Sebagai contoh, terjadi perdebatan mengenai kebijakan Kementerian ESDM yang melarang penjualan LPG 3 kg kepada pedagang ritel. Hal ini menyebabkan ketersediaan gas menjadi langka dan mendapat kritikan dari publik. Beberapa hari kemudian, pihak berwenang mencabut aturan tersebut.
Demikian juga dengan keputusan mencabut pajak pertambahan nilai (PPN) sebesar 12%, yang diumumkan oleh Menko bidang Perekonomian Airlangga Hartarto serta Menteri Keuangan Sri Mulyani.
Ketidakkonsistenan itu muncul sebab tak adanya fondasi yang kokoh serta analisis menyeluruh tentang sebuah masalah. Kebijakan yang efektif biasanya menekankan pentingnya studi ilmiah sebagai pondasi utama dalam penyusunan aturan. Studi semacam ini harus dibuat oleh para profesional berpengalaman di bidang mereka. Perilaku membuat kemudian mencabut kebijakan seperti ini merupakan indikator dari kurang aktifnya kontribusi pakar-pakar tersebut.

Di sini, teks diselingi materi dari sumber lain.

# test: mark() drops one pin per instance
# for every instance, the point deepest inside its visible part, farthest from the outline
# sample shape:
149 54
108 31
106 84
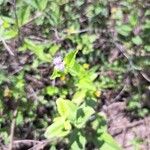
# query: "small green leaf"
83 114
66 109
42 4
70 59
78 140
79 96
109 143
23 15
51 90
124 30
56 129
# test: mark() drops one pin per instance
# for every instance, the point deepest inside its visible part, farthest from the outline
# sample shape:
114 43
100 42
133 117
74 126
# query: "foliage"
77 42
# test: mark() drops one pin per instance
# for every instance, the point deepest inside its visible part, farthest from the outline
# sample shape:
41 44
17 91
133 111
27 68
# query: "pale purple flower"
58 63
57 60
1 22
60 67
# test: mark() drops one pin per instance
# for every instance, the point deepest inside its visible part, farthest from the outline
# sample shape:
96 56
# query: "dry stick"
7 47
12 129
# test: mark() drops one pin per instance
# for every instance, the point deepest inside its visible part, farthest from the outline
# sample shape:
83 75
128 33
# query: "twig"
12 129
145 76
7 47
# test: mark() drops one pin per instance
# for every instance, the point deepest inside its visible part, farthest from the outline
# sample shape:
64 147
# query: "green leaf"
56 129
70 59
78 140
23 15
109 142
83 114
51 90
38 50
124 30
137 40
66 109
79 96
42 4
8 34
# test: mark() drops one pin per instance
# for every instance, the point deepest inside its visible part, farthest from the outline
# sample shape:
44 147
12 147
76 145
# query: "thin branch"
12 130
7 47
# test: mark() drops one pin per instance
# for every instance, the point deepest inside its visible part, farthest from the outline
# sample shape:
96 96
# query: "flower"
57 60
58 63
60 66
1 22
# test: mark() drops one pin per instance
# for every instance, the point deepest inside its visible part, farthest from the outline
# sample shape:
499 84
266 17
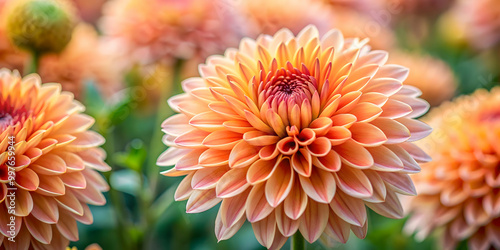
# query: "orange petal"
354 154
189 161
192 139
259 138
320 186
302 162
393 130
399 182
232 183
242 155
354 182
207 178
201 200
257 206
330 162
286 226
233 209
367 135
366 112
296 202
385 160
41 231
264 230
184 190
261 170
222 232
321 125
320 147
391 208
338 135
214 157
222 140
351 210
287 146
280 183
313 222
337 228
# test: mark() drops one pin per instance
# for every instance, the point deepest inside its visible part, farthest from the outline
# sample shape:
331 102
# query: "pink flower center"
289 87
5 121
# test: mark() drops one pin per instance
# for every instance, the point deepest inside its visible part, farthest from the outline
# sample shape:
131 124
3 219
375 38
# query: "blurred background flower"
459 189
56 163
432 76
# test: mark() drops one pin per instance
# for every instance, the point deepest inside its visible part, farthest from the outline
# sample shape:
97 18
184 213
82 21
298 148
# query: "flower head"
432 76
40 25
165 30
55 166
295 134
459 190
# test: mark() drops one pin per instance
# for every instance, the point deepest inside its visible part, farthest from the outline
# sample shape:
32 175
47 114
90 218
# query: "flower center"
5 120
289 87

Gagalnya Negara dalam Mengakomodasi “Orang Berpendidikan”
Prinsip “
pria yang tepat di tempat yang tepat
meritocracy merupakan dasar untuk negara, organisasi, dan perusahaan yang menginginkan pertumbuhan jangka panjang. Pemilihan berdasarkan kualifikasi harus menjadi fokus utama di setiap bidang, walaupun cukup sulit dicapai di Indonesia.

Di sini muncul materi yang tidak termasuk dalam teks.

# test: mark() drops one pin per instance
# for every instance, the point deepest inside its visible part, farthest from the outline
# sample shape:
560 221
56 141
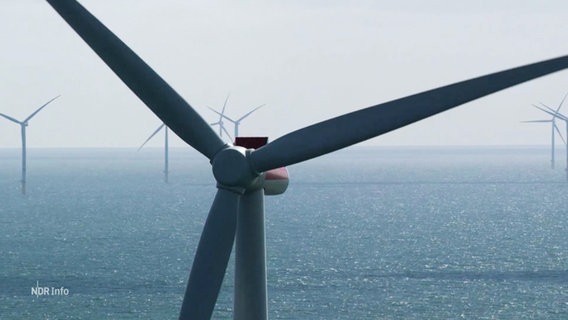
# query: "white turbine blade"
10 118
560 134
222 115
153 134
533 121
39 109
340 132
561 102
553 113
250 112
142 80
225 130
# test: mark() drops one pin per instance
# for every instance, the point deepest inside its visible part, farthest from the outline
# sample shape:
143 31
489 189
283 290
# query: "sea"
362 233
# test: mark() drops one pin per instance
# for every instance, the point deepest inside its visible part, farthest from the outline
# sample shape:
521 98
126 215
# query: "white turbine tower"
236 218
166 155
553 128
559 115
23 124
238 121
220 122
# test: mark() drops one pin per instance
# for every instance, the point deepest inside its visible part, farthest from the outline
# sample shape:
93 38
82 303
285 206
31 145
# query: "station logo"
40 291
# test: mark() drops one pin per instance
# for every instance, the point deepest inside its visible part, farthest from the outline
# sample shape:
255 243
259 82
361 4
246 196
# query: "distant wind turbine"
553 128
220 122
238 121
166 156
559 115
23 125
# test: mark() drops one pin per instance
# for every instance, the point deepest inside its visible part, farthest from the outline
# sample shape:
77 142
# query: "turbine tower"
166 149
237 122
244 174
553 128
559 115
23 124
220 122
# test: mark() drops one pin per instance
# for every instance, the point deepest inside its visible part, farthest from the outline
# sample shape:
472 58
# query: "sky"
306 60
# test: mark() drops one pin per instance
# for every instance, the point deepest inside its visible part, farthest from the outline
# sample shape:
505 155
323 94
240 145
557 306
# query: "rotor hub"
231 168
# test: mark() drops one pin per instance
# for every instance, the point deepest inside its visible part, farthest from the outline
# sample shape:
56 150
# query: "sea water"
364 233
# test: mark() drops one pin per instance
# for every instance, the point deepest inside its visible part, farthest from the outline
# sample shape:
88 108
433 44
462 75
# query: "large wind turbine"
23 124
237 122
553 128
220 122
559 115
166 147
237 213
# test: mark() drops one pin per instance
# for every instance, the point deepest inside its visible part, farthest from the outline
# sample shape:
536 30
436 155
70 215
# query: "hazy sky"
306 60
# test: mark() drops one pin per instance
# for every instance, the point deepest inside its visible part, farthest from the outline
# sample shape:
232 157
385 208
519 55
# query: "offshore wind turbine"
559 115
242 175
166 149
220 122
23 124
237 122
553 128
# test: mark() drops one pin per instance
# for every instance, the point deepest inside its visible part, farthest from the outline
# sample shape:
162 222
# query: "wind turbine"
554 127
23 124
166 156
238 121
220 122
237 213
559 115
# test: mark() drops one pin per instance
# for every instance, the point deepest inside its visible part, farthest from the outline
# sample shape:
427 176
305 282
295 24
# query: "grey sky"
306 60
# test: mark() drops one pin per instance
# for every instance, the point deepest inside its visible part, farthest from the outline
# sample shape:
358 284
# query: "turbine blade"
559 133
225 130
536 121
150 137
221 115
553 113
211 257
561 102
250 112
10 118
164 101
351 128
39 109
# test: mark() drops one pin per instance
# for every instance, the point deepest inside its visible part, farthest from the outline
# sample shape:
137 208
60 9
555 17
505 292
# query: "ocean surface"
365 233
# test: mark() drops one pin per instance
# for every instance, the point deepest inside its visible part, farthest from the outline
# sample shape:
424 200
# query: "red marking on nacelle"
277 174
251 142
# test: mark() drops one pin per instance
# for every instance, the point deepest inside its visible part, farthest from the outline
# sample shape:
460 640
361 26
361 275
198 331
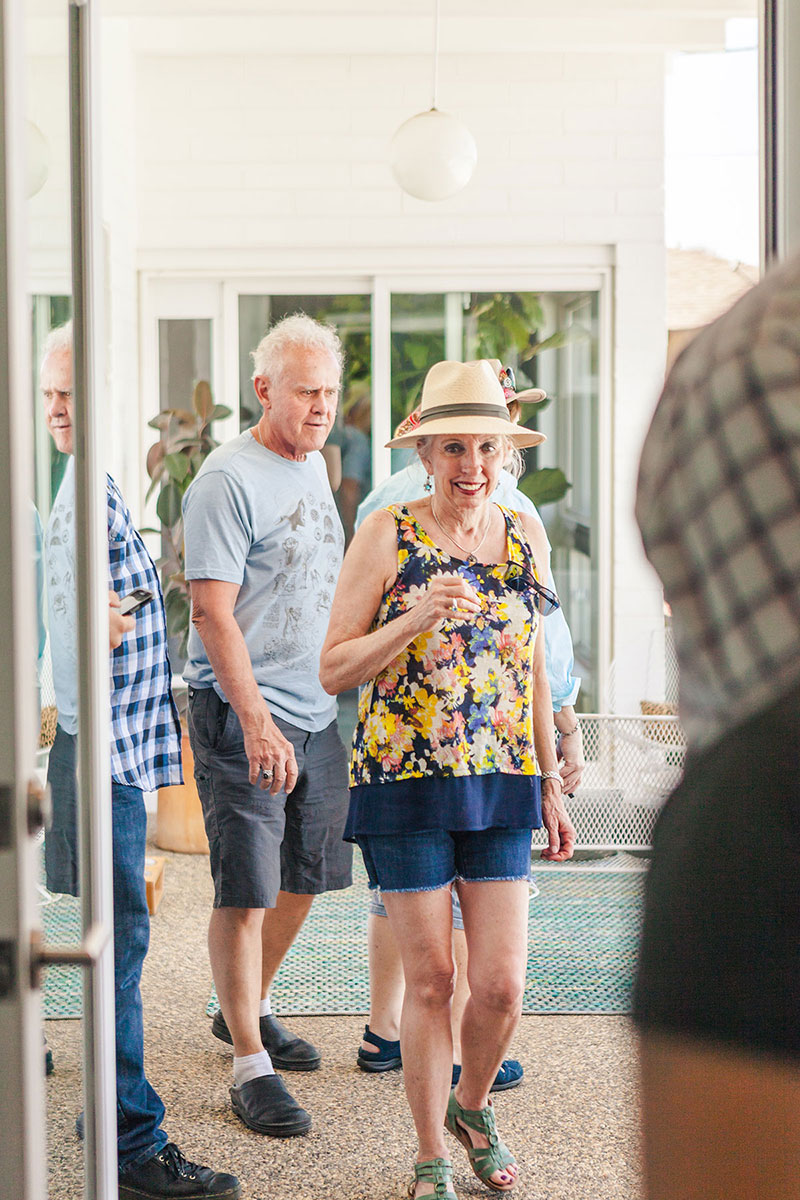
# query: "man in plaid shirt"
716 999
145 755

Sebenarnya, bukannya membuka lapangan bagi beragam bakat, negeri ini justru lebih condong ke arah praktik nepotisme serta klienelisme. Tentunya hal itu bertentangan dengan asas meritokrasi yang seharusnya mempersembahkan peluang untuk individu-individu yang berkualitas dan bermoral baik dalam disiplin ilmunya masing-masing.
Beberapa jabatan vital di lingkungan pemerintah sering kali digunakan untuk “pembagian kekuasaan” dan cenderung bersifat politis. Jabatan-jabatan tersebut biasanya diserahkan sebagai bentuk ucapan terima kasih kepada para pendukung setelah Pemilu. Orang-orang ini mendapatkan berbagai posisi, seperti menteri, kepala lembaga, asisten khusus menteri, sampai komisari Badan Usaha Milik Negara (BUMN). Tak jarang juga ada orang yang ditugaskan pada posisi tertentu tanpa mempertimbangkan kemampuan atau pengetahuannya.

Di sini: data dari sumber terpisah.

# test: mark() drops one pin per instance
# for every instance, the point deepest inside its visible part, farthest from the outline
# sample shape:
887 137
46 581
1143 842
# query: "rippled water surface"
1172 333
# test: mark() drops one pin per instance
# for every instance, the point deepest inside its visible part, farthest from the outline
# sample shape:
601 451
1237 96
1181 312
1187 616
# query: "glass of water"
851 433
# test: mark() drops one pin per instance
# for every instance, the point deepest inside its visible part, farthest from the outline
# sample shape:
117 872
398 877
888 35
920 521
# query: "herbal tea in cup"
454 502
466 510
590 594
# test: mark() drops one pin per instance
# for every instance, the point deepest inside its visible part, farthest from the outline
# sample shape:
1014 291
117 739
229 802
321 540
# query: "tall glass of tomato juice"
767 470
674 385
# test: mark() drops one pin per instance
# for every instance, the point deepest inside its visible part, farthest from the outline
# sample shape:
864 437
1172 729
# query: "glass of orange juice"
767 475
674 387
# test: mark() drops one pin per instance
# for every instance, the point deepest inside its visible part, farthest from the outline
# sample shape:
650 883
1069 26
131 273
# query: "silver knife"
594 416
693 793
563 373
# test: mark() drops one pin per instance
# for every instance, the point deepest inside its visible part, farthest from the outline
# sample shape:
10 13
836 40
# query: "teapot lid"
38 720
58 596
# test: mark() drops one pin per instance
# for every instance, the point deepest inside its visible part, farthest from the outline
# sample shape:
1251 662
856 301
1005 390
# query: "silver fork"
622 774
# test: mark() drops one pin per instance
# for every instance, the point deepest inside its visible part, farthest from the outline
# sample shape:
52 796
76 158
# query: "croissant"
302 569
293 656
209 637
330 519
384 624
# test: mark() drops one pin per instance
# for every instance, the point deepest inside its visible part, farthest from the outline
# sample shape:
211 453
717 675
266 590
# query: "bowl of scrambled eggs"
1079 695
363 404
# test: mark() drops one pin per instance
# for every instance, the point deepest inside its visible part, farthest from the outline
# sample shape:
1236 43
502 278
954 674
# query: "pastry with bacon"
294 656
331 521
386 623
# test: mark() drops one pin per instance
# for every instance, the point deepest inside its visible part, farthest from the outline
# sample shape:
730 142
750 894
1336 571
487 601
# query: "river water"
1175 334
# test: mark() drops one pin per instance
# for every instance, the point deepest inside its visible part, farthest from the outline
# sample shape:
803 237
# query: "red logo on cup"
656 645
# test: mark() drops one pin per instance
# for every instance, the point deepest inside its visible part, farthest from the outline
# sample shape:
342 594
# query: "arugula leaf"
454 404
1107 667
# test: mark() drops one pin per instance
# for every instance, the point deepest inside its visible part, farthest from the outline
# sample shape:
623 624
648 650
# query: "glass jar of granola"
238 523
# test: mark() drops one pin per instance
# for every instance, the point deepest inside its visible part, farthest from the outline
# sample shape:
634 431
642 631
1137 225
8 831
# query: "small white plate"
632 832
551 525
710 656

Pentingnya Orang yang Tepat
Meletakkan individu di tempat yang sesuai dalam administrasi publik bisa mengecilkan kesempatan untuk terjadinya suap dan favoritisme kelompok kerabat. Bila jabatan diserahkan kepada mereka atas dasar prestasi daripada ikatan silsilah atau kekuasaan politik, hal ini akan mendorong keterbukaan serta pertanggungjawaban.
Bukan hanya itu saja, dalam sebuah pemerintahan, keputusan strategis akan jauh lebih baik kualitasnya apabila dibuat oleh individu-individu yang ahli di bidang masing-masing. Sebab mereka memiliki pemahaman mendalam tentang “lingkup pekerjaannya” dan bisa menciptakan aturan-aturan yang efektif.
Misalnya saja, seorang menteri ataupun pegawai berpengalaman yang memiliki pengetahuan relevan dalam bidang tertentu akan lebih mengerti permasalahan serta cara-cara untuk menyelesaikannya. Di samping itu, model seperti ini juga dapat mendongkrak keyakinan orang banyak. Publik cenderung lebih percaya terhadap lembaga yang dipimpin oleh pribadi-pribadi ahli di bidang mereka.
Pada akhirnya, pemerintah seharusnya memanfaatkan dan menempatkan “orang pintar” tersebut pada posisi yang tepat untuk mendorong pembangunan. Bukan justru sebaliknya, “merendahkan” dan menyingkirkan mereka dalam tatanan pemerintahan.
Jika pemerintah ingin mendorong berbagai lompatan kemajuan, langkah pertama adalah dengan menerapkan prinsip meritokrasi. Dan hal itu bisa dimulai oleh pimpinan tertinggi!